Сам он не нуждался в цитрусовой поблажке. Он слышал стук баллончика, который рука ставила на пол возле кровати, но не всегда улавливал мгновение, когда пальцы другой руки разжимались и маска под действием его дыхания сваливалась с лица. Но обычно он чувствовал, как его ватные пальцы отпускают ее, странно, но именно эта рука первая возвращалась к жизни и начинала нашаривать маску, которой на лице уже не было. Он всегда слышал, если кто звал его перед дверью, и был уверен, что сумеет вовремя откликнуться.
– Доктор Кедр! – то и дело звали сестра Анджела, сестра Эдна или Гомер.
И их голоса тотчас возвращали его из эфирных странствий.
– Сейчас иду! – откликался д-р Кедр. – Я тут прилег отдохнуть. В конце концов, это провизорская, а в провизорских всегда пахнет эфиром. И разве человек, который столько работает и так мало спит (если спит вообще), не может днем ненадолго прилечь?
Мелони первая открыла Гомеру глаза на отрицательные стороны д-ра Кедра: во-первых, у него была одна вредная привычка и, во-вторых, диктаторские наклонности.
– Послушай, Солнышко, – сказала она однажды Гомеру, когда они спускались к берегу. – Почему твой драгоценный доктор не смотрит на женщин? Он действительно не смотрит, поверь мне. Не смотрит даже на меня, а ведь все мужики, старики и мальчишки еще как смотрят. Даже ты, Солнышко. Ты тоже на меня смотришь.
На сей раз Гомер смотрел в сторону.
– А ты заметил, чем от него всегда пахнет? – спросила Мелони.
– Эфиром. Он ведь хирург. Вот от него и пахнет эфиром.
– По-твоему, это нормально, да?
– Да, – ответил Гомер.
– Как навозом и молоком от фермера с молочной фермы?
– Да.
– Чепуха, Солнышко. От твоего любимого доктора пахнет так, как будто эфир течет у него в жилах. Вместо крови.

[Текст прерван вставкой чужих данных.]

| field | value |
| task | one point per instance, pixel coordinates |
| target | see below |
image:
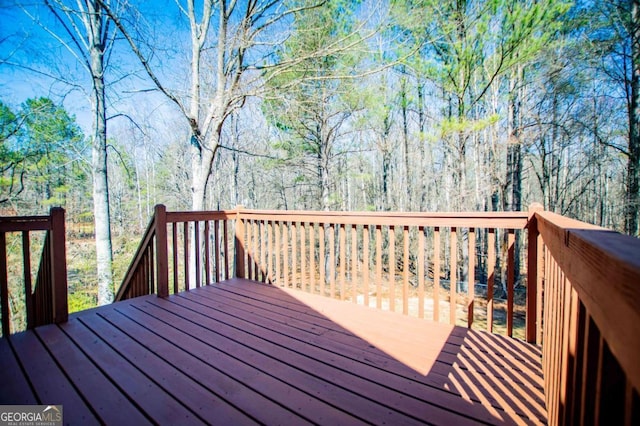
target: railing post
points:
(532, 273)
(59, 266)
(162, 257)
(239, 244)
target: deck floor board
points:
(240, 352)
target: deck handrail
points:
(591, 325)
(292, 260)
(583, 282)
(149, 270)
(46, 302)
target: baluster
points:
(471, 286)
(453, 276)
(354, 264)
(405, 271)
(392, 268)
(436, 274)
(491, 276)
(343, 260)
(421, 251)
(365, 263)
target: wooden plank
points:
(227, 256)
(229, 400)
(15, 389)
(270, 259)
(322, 258)
(332, 261)
(240, 245)
(304, 280)
(405, 271)
(159, 405)
(294, 255)
(216, 250)
(533, 257)
(387, 407)
(280, 303)
(99, 392)
(249, 245)
(256, 250)
(343, 261)
(392, 269)
(4, 287)
(285, 251)
(539, 289)
(591, 256)
(378, 267)
(515, 220)
(312, 258)
(354, 264)
(436, 274)
(491, 276)
(511, 259)
(192, 399)
(277, 249)
(453, 275)
(186, 256)
(421, 272)
(26, 272)
(50, 384)
(263, 252)
(472, 277)
(196, 252)
(174, 242)
(207, 253)
(273, 361)
(371, 325)
(365, 263)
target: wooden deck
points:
(240, 352)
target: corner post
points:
(239, 252)
(532, 273)
(58, 266)
(162, 257)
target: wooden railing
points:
(179, 251)
(422, 264)
(45, 303)
(591, 322)
(582, 282)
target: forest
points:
(109, 107)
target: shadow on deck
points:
(241, 352)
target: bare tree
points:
(242, 37)
(87, 33)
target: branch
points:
(141, 58)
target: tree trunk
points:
(633, 165)
(102, 215)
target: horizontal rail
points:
(46, 302)
(409, 262)
(513, 220)
(180, 251)
(591, 325)
(200, 216)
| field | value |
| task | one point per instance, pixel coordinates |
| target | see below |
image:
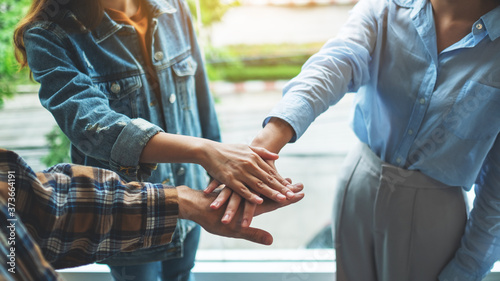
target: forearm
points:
(171, 148)
(274, 136)
(99, 208)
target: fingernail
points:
(268, 241)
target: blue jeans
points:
(168, 270)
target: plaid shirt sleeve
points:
(78, 215)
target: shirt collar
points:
(490, 22)
(417, 4)
(108, 26)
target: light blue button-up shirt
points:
(416, 108)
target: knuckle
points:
(260, 185)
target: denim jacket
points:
(100, 91)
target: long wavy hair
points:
(88, 12)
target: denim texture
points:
(109, 103)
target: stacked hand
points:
(194, 205)
(275, 188)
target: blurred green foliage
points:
(11, 11)
(258, 62)
(59, 146)
(212, 11)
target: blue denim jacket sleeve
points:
(80, 108)
(480, 246)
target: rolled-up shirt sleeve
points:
(342, 65)
(480, 246)
(78, 214)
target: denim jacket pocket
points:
(476, 112)
(121, 94)
(185, 81)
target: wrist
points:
(186, 201)
(276, 134)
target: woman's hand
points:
(235, 202)
(244, 169)
(194, 205)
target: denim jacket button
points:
(115, 88)
(158, 56)
(172, 98)
(181, 171)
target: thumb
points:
(264, 153)
(256, 235)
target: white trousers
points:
(391, 224)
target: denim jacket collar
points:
(109, 27)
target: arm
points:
(78, 215)
(341, 65)
(480, 246)
(84, 114)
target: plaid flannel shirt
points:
(71, 215)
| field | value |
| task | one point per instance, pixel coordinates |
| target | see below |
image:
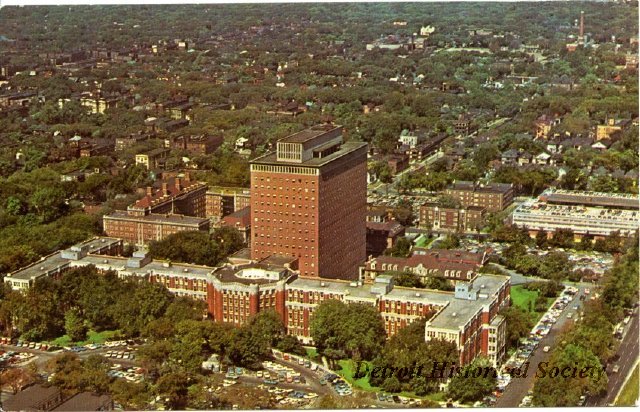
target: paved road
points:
(44, 356)
(518, 388)
(628, 352)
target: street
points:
(628, 352)
(518, 388)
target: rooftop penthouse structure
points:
(309, 200)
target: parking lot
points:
(536, 348)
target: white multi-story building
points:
(594, 213)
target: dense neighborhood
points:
(264, 206)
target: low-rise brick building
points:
(451, 219)
(141, 230)
(494, 197)
(243, 287)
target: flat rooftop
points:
(48, 264)
(345, 149)
(459, 311)
(308, 134)
(157, 218)
(586, 213)
(580, 197)
(154, 267)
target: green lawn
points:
(424, 241)
(521, 297)
(526, 299)
(348, 369)
(92, 337)
(629, 395)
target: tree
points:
(402, 248)
(518, 324)
(49, 203)
(131, 395)
(173, 389)
(471, 386)
(16, 379)
(451, 241)
(549, 391)
(555, 265)
(353, 329)
(408, 349)
(74, 325)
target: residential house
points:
(153, 158)
(544, 124)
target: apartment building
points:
(243, 287)
(494, 197)
(594, 213)
(308, 201)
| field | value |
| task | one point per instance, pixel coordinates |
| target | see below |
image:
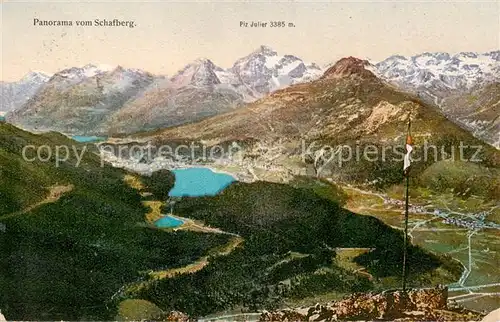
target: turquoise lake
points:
(85, 139)
(168, 222)
(197, 182)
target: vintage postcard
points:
(250, 160)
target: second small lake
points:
(86, 139)
(168, 222)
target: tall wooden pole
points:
(407, 196)
(405, 240)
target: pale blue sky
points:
(170, 34)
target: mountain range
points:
(115, 100)
(347, 106)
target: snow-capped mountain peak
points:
(200, 72)
(265, 71)
(36, 76)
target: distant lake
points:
(197, 182)
(168, 222)
(85, 139)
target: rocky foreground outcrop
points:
(413, 305)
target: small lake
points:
(168, 222)
(197, 182)
(86, 139)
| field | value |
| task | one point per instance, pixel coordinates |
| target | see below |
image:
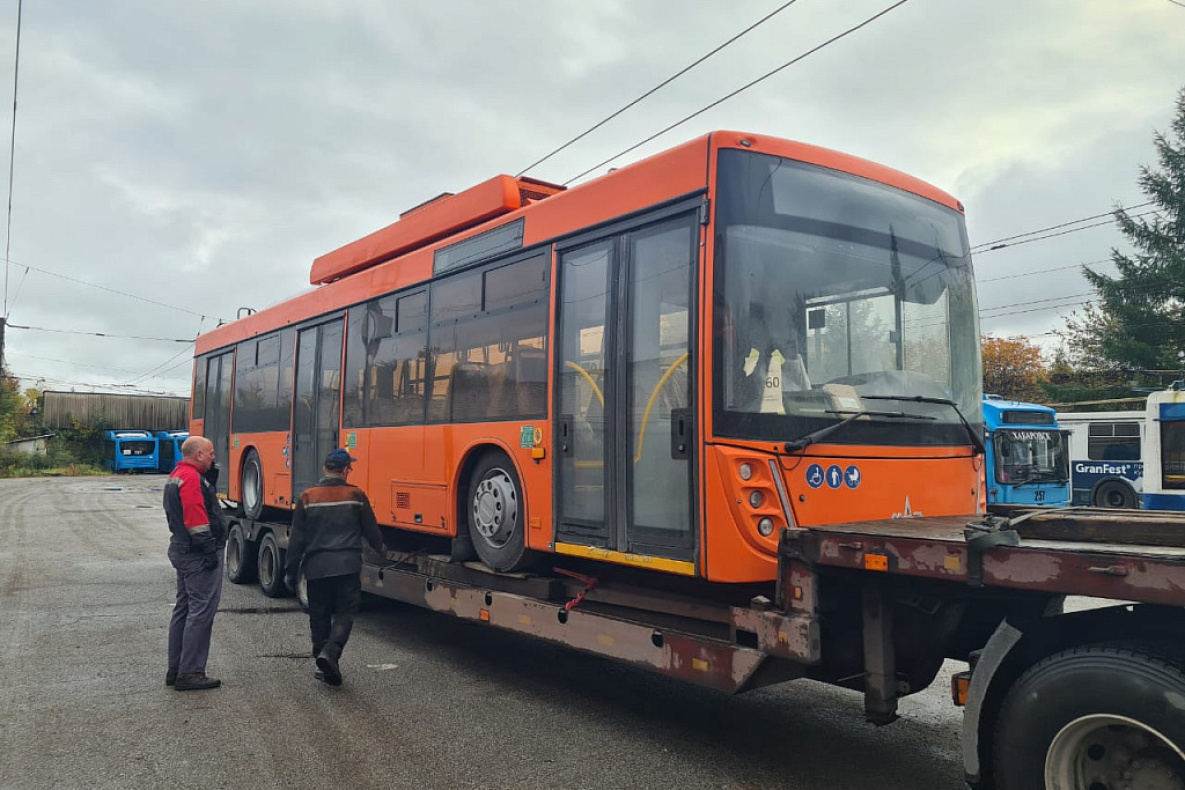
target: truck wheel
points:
(1094, 718)
(241, 557)
(1113, 493)
(251, 486)
(497, 514)
(271, 567)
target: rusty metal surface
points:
(786, 636)
(700, 660)
(936, 548)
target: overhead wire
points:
(91, 385)
(149, 373)
(660, 85)
(1043, 271)
(1065, 232)
(12, 159)
(109, 289)
(742, 89)
(100, 334)
(1058, 226)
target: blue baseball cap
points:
(338, 460)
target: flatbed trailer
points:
(1090, 699)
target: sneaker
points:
(328, 666)
(196, 681)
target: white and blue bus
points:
(1129, 458)
(1027, 462)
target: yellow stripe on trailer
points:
(625, 558)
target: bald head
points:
(198, 450)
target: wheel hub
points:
(495, 507)
(1113, 752)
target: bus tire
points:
(1114, 494)
(241, 557)
(1094, 717)
(271, 567)
(495, 512)
(251, 486)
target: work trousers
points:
(333, 601)
(198, 592)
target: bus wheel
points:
(241, 557)
(495, 515)
(1114, 494)
(251, 488)
(1125, 732)
(271, 567)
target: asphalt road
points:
(429, 702)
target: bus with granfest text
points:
(660, 368)
(1132, 458)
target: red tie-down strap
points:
(589, 583)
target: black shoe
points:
(328, 666)
(196, 681)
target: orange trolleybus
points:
(663, 367)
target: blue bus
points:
(130, 451)
(171, 448)
(1131, 458)
(1027, 458)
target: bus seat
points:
(469, 392)
(531, 380)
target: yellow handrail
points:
(590, 380)
(649, 405)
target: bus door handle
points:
(680, 434)
(567, 436)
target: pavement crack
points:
(260, 610)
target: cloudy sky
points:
(187, 159)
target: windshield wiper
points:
(977, 441)
(804, 442)
(1050, 477)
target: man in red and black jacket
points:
(199, 534)
(328, 526)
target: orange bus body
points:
(417, 475)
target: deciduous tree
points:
(1139, 319)
(1013, 367)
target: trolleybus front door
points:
(318, 398)
(623, 443)
(216, 419)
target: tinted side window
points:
(199, 386)
(1113, 442)
(257, 386)
(488, 341)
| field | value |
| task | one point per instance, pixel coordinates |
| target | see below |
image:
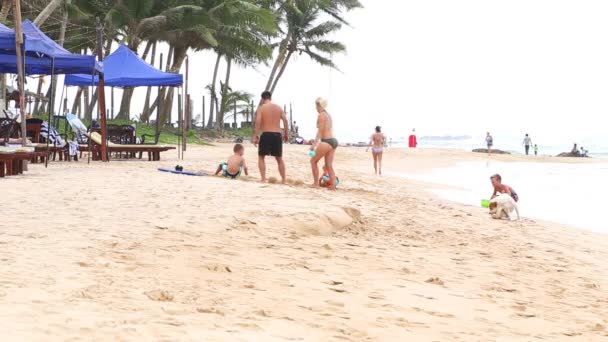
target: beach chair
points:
(152, 150)
(6, 129)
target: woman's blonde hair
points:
(321, 102)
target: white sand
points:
(120, 251)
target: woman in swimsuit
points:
(324, 145)
(377, 142)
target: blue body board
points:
(186, 173)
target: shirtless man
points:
(324, 145)
(268, 120)
(377, 142)
(500, 188)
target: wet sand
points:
(120, 251)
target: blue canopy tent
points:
(42, 56)
(7, 38)
(123, 68)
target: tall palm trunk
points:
(276, 80)
(278, 62)
(93, 103)
(7, 5)
(61, 41)
(179, 55)
(145, 114)
(88, 114)
(38, 96)
(47, 11)
(225, 90)
(76, 104)
(125, 104)
(213, 96)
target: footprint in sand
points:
(210, 310)
(159, 295)
(435, 281)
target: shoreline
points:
(142, 253)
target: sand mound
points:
(318, 223)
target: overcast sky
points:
(450, 67)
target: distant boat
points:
(446, 137)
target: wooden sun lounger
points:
(152, 150)
(12, 164)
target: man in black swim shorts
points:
(270, 143)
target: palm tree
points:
(236, 102)
(132, 18)
(197, 25)
(243, 39)
(304, 34)
(47, 11)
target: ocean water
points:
(597, 146)
(572, 194)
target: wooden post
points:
(185, 115)
(102, 96)
(180, 114)
(20, 71)
(159, 106)
(112, 102)
(293, 129)
(253, 114)
(235, 123)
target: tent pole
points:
(102, 96)
(112, 102)
(159, 106)
(20, 71)
(185, 116)
(51, 107)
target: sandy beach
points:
(122, 252)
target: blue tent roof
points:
(7, 38)
(123, 68)
(40, 49)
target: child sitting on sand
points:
(324, 180)
(500, 188)
(235, 164)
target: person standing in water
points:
(324, 145)
(377, 142)
(527, 143)
(268, 120)
(489, 142)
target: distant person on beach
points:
(527, 143)
(324, 145)
(489, 142)
(324, 181)
(235, 164)
(500, 188)
(412, 140)
(377, 142)
(270, 143)
(575, 149)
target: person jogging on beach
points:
(324, 145)
(377, 142)
(527, 143)
(489, 142)
(500, 188)
(270, 143)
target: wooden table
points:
(53, 150)
(12, 164)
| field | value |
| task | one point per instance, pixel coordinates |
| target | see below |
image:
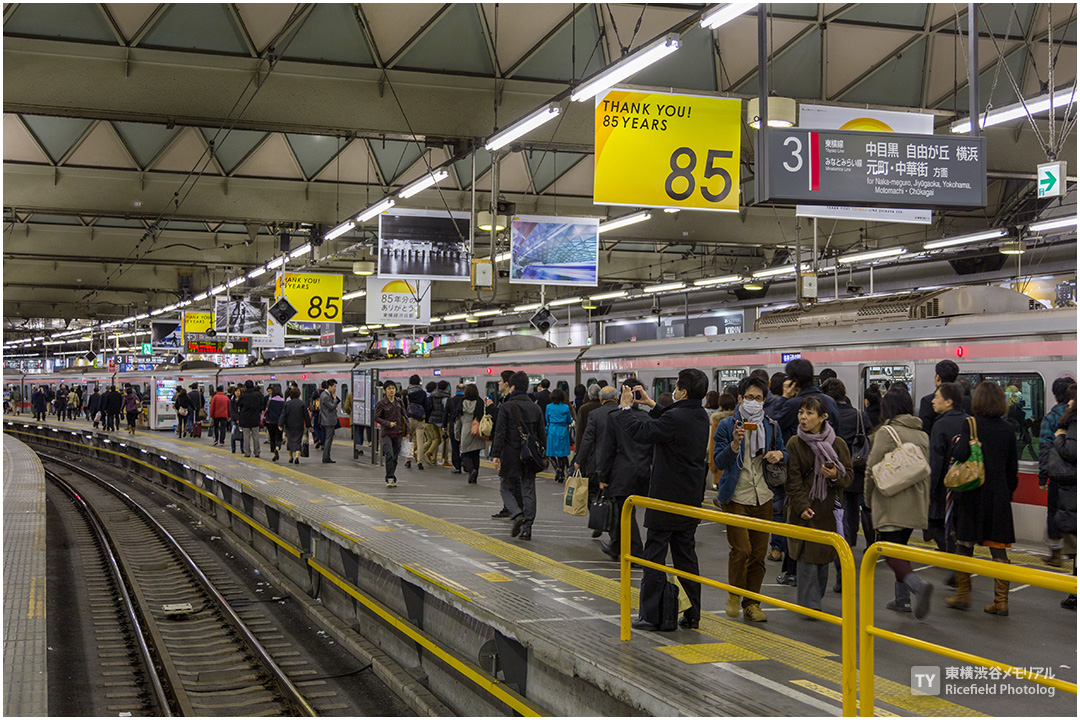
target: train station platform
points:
(25, 641)
(551, 605)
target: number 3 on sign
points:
(683, 175)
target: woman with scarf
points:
(895, 516)
(819, 467)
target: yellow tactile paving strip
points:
(793, 653)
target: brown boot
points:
(1000, 605)
(961, 599)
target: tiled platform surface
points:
(25, 666)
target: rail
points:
(960, 564)
(846, 620)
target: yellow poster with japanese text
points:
(316, 297)
(666, 150)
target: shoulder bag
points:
(901, 467)
(971, 473)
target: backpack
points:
(532, 456)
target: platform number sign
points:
(316, 297)
(665, 150)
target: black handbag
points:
(602, 513)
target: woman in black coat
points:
(984, 515)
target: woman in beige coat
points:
(896, 516)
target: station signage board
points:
(666, 150)
(849, 167)
(316, 297)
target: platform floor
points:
(25, 641)
(559, 591)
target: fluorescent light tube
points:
(423, 184)
(726, 14)
(609, 296)
(871, 255)
(717, 281)
(524, 125)
(963, 240)
(1053, 223)
(375, 209)
(664, 287)
(624, 220)
(625, 67)
(1040, 104)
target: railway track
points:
(191, 652)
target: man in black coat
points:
(944, 371)
(949, 422)
(113, 402)
(679, 436)
(629, 464)
(517, 483)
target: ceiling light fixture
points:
(524, 125)
(625, 67)
(609, 296)
(423, 184)
(872, 255)
(726, 14)
(663, 288)
(1041, 104)
(340, 230)
(624, 220)
(380, 206)
(963, 240)
(717, 281)
(1054, 223)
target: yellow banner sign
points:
(664, 150)
(198, 322)
(316, 297)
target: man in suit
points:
(517, 481)
(679, 436)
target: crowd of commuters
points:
(791, 448)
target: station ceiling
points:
(316, 110)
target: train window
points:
(1026, 396)
(883, 376)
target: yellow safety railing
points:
(846, 620)
(960, 564)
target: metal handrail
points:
(846, 620)
(960, 564)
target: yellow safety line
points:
(497, 689)
(957, 562)
(522, 705)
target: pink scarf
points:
(823, 451)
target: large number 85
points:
(687, 174)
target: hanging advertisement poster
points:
(402, 301)
(554, 250)
(666, 150)
(430, 244)
(245, 316)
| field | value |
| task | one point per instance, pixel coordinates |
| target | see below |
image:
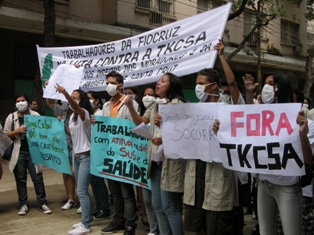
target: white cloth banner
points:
(67, 76)
(187, 133)
(182, 47)
(261, 139)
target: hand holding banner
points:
(67, 76)
(261, 139)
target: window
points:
(289, 32)
(249, 21)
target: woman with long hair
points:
(100, 190)
(80, 128)
(21, 161)
(167, 175)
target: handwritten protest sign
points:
(47, 143)
(67, 76)
(187, 131)
(117, 153)
(261, 139)
(182, 47)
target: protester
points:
(33, 105)
(64, 112)
(80, 128)
(210, 211)
(21, 160)
(123, 193)
(147, 99)
(277, 192)
(100, 191)
(167, 175)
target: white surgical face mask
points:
(161, 101)
(111, 89)
(225, 98)
(92, 103)
(200, 92)
(306, 106)
(21, 106)
(77, 101)
(268, 94)
(148, 101)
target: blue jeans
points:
(81, 170)
(25, 163)
(152, 219)
(164, 203)
(100, 192)
(286, 199)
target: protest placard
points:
(182, 47)
(47, 143)
(117, 153)
(261, 139)
(187, 131)
(67, 76)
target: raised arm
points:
(137, 119)
(250, 86)
(234, 91)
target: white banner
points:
(182, 47)
(261, 139)
(67, 76)
(187, 131)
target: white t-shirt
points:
(80, 133)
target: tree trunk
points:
(309, 79)
(49, 41)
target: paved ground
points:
(59, 222)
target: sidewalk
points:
(59, 222)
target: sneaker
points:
(80, 230)
(45, 209)
(101, 215)
(68, 205)
(113, 227)
(91, 223)
(23, 210)
(129, 231)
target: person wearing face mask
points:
(100, 190)
(147, 100)
(21, 160)
(278, 193)
(64, 112)
(80, 129)
(209, 212)
(124, 204)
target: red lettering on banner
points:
(267, 119)
(249, 119)
(234, 124)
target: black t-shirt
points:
(24, 143)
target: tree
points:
(49, 41)
(264, 12)
(309, 79)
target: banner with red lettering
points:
(261, 139)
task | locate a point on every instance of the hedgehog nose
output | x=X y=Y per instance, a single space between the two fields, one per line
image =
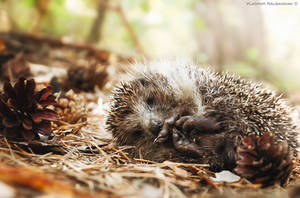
x=155 y=126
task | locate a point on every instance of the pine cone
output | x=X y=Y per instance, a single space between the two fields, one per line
x=71 y=108
x=264 y=160
x=23 y=112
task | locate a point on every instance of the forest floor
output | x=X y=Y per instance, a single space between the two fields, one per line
x=81 y=159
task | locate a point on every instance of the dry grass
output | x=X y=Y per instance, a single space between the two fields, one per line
x=82 y=161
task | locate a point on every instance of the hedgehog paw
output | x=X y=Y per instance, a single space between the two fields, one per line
x=182 y=144
x=201 y=124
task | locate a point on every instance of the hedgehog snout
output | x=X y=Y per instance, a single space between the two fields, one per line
x=155 y=126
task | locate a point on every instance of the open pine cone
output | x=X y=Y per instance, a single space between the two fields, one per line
x=264 y=160
x=71 y=107
x=23 y=111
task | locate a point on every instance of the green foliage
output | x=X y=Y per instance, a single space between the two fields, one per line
x=252 y=54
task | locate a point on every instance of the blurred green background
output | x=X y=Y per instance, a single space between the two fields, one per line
x=257 y=41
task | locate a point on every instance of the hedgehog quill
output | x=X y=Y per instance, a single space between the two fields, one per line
x=180 y=112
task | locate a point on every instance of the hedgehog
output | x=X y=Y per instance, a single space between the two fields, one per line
x=172 y=110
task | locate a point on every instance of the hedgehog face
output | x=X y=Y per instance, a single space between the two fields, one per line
x=139 y=109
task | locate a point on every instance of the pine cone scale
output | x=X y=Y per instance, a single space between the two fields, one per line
x=23 y=112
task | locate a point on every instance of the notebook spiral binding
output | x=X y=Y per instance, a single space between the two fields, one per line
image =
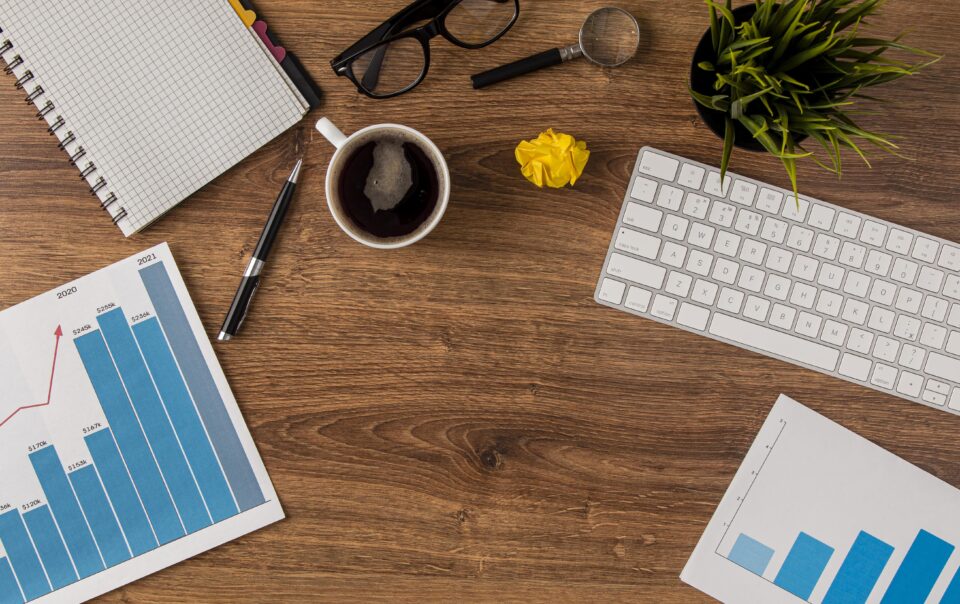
x=56 y=126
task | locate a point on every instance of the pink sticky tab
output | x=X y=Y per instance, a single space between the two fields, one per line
x=279 y=52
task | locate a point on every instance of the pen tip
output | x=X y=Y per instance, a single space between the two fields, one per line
x=296 y=171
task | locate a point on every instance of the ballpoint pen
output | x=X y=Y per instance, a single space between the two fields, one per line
x=251 y=277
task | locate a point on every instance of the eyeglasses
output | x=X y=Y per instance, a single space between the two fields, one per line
x=392 y=60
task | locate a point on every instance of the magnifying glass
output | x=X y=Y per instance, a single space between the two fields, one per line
x=609 y=37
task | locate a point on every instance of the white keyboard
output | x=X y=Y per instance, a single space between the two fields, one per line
x=826 y=288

На это Гомер предпочел ничего не ответить. Макушкой он как раз доставал до плеча Мелони. Они шли по голому, подтачиваемому водой берегу там, где стояли заброшенные дома; размывая берег, река обнажала фундаменты этих домов; у некоторых ни фундаментов, ни подвалов не было, они стояли на деревянных сваях, которые потихоньку догнивали в воде.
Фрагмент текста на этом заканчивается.